Brunch generation

A sunny Sunday at Beat-inspired breakfast joint

Bongo Benedict

Bongo Benedict

PHOTO Courtesy of beatniks

Beatniks Coffee House & Breakfast Joint
1387 E. Eighth St.
894-2800
www.chicobeatniks.com
Hours: Monday-Friday, 6 a.m.-3 p.m.; Saturday-Sunday, 7 a.m.-2 p.m.

We arrived for brunch at Beatniks Coffee House & Breakfast Joint (stop No. 2 on what will be an ongoing tour of local brunch spots in the coming months) on a sunny Sunday afternoon. We pulled into the winding parking lot the café shares with several other businesses between Eighth and Ninth streets just a bit after 1 p.m. Thanks to the glorious weather, a cheerful and colorful multitude of diners occupied the outdoor seating area in front of the restaurant, lounging in the sun at an array of black steel-mesh tables comfortably scattered across the large concrete patio.
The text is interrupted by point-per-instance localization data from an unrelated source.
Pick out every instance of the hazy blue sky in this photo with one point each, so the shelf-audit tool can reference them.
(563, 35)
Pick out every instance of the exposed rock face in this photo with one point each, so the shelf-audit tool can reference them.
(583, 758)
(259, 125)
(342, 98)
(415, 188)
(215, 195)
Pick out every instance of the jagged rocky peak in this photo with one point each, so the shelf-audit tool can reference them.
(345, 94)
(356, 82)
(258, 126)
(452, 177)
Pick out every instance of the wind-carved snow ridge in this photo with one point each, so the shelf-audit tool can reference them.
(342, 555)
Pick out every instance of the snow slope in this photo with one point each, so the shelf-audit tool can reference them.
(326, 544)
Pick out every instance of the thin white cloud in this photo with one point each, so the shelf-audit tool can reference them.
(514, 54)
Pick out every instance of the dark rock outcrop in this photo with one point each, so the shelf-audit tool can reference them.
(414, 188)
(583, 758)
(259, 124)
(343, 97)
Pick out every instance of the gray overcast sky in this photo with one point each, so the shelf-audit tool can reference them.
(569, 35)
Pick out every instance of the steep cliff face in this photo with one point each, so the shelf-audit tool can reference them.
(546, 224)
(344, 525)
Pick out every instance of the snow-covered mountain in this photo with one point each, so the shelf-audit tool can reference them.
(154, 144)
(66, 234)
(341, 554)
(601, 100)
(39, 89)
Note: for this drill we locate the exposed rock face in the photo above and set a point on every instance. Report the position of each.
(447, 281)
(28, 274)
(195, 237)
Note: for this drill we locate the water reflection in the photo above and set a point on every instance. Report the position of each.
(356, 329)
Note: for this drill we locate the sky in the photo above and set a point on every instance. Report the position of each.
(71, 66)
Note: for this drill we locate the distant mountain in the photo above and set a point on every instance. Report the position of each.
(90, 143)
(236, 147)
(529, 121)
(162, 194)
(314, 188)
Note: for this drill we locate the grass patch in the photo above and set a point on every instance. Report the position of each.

Inside, the spacious café is highlighted by intricate stained-glass nature scenes hanging against the plate-glass windows and a selection of paintings decorating the walls. A smiling server directed us to the ordering station beneath blackboards displaying the menu items and specials, many named for Beats and other counterculture icons of the 1950s and 1960s—the Dobie Gillis, the Jack Kerouac Florentine, etc. My friend Missy and I ordered the Bongo Benedict ($10.50). Our brunch partners, Jeffy and Nevada, ordered, respectively, the special frittata ($10.50) and the Wavy Gravy ($9.50), the latter featuring house-baked biscuits with sausage gravy plus two eggs.

We retired to the outdoor dining area, where Missy had commandeered a recently vacated table for four. Coffees ($2.50, including refills) and waters were self-serve, and our adult beverages—one Sierra Nevada Hop Hunter IPA and one mimosa, served with an empty tall flute, orange juice in a carafe and a split of sparkling wine—arrived promptly, followed in short order by our attractively plated breakfasts.

The Bongo Benedict, served on a large, rectangular white platter, was lovely. The two perfectly poached eggs nested on Canadian bacon atop the halves of a split English muffin and drizzled with richly yellow house-made hollandaise sauce, sat comfortably beside the Beatnik Spuds (thinly sliced new potatoes fried with minced red bell pepper and onion). A few shakes of salt and a dash of green Tabasco brought the flavors out of the warm, crispy potatoes, which were, we agreed, the highlight of the dish.

The hollandaise sauce on the eggs benedict, while certainly pretty and velvety in texture, lacked any discernable hint of lemon, butter or the bite of cayenne or white pepper usually associated with it, and the paper-thin slice of bacon wasn’t quite hardy enough to add much flavor or texture when matched with the lightly toasted muffin and soft egg. Gustatory quibbles aside, we cleaned the platter, mopping up every drop of sauce with the English muffin.

Nevada’s Wavy Gravy biscuits came in a serving so generous that she packed up some to take home for a snack. The tall, round and simultaneously fluffy and rich biscuits were perfectly complemented by the unctuous, deep brown and slightly sweet sausage gravy. And Jeffy’s frittata was equally generous and tasty, a rectangular slice of fluffy eggs about two inches tall with a layer of minced red pepper worked into the top portion and a toasted layer of cheese smoothly covering the top.

I returned for a solo visit a few days later at dawn on a drizzly morning and enjoyed a bottomless cup of house coffee and a Herb Caen omelet ($9.95) indoors and watched the room fill with regulars as the sun broke through overcast sky.

As I was working my way through the pleasant mix of fluffy eggs, diced ham and shredded cheddar, a friend, local defense attorney and rock guitarist extraordinaire Saul Henson, dropped by my table to say “hi” and offer an endorsement of Beatniks, telling me that he comes in “every day.” Given the pleasant atmosphere, friendly service and unpretentious food, it’s not hard to see why.